Honduras at Rough Trade. Photo by Ysabella Monton
When I make it to Rough Trade well past 9, people are still lingering around for the end of the shop’s day-long event full of performances and DJ sets. At the end of this year’s Record Store Day, Honduras closed out their tour with a hometown show at the Brooklyn staple.
Honduras have spent the last month touring with Acid Dad, switching back and forth headlining shows. It’s not the first time I’ve seen them: I’ve shot a show of theirs, coincidentally caught them not realizing that they were opening, and I’ve learned that the guys are all friends of friends of mine (as so happens in Brooklyn). That informal attitude characterizes the feeling of community you get at one of their shows – everyone is out to have a great time and enjoy great music. It might be the fourth or fifth of their shows I’ve been to, and even if I’m starting to see familiar faces among the crowd, everyone still has just as much energy as any punk show demands.

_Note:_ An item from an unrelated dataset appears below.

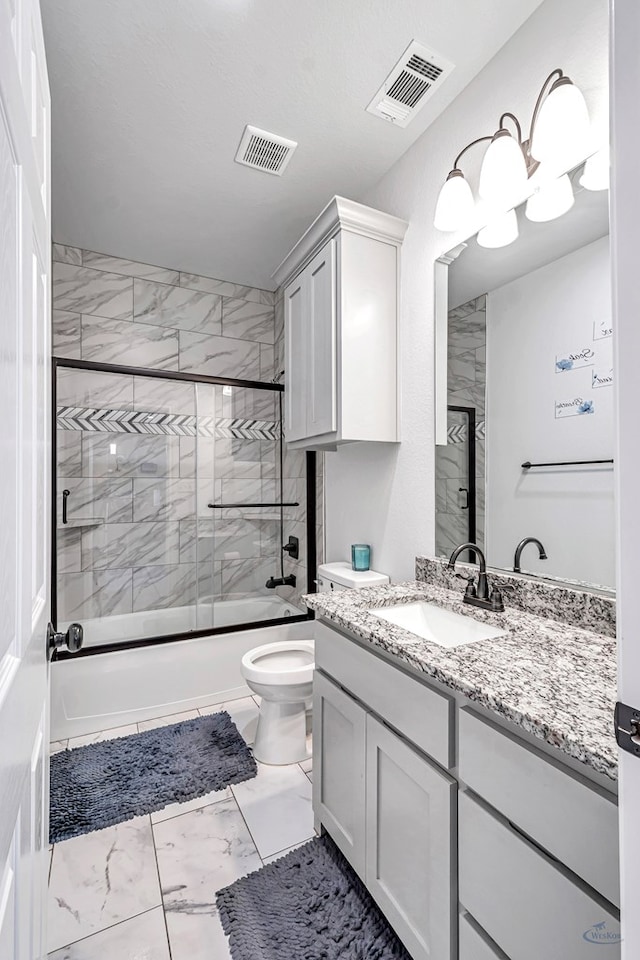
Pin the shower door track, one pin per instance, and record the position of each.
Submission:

After the more playfully mellow opener Yucky Duster, the attitude of the crowd was quick to change when Honduras took the stage. Opening up with “Hollywood” off of last year’s Gathering Rust EP, things went a from head nodding to hair flipping, at least for me and for the guy a few feet away from me, whipping his dreads in every direction. It took about three songs for a mosh pit to form organically from people jumping around, all just a little bit off beat. “Thank you guys for dancing,” lead singer Pat Phillips says between songs, “or whatever that’s called.”
What I’ve come to expect at a Honduras show is a characteristically high-powered set that draws from the punk purity the band embodies. This was no exception, especially when to my surprise, I turn around to find guitarist Tyson Moore playing on his knees in the middle of the crowd. I still don’t know how I even missed him jumping off the stage.
This time around though, a number of new songs mixed into the set changed up the pacing, but not in a way that lost anyone’s attention. I find myself trying to decipher some new lyrics; I manage to hear, “Find a way to cope/Cigarette on the way,” and I hope I didn’t butcher that. When I catch up with Pat long after Acid Dad’s set, I tell him I’m liking the new material and he tells me they’ve been working at keeping up with the whole punk thing, but getting a little more introspective.
Now that their tour is over, they’ll be playing local shows around the city and continuing to work out their next steps. You can catch them with Omni and Patio for a rooftop show at Our Wicked Lady on Friday, May 5.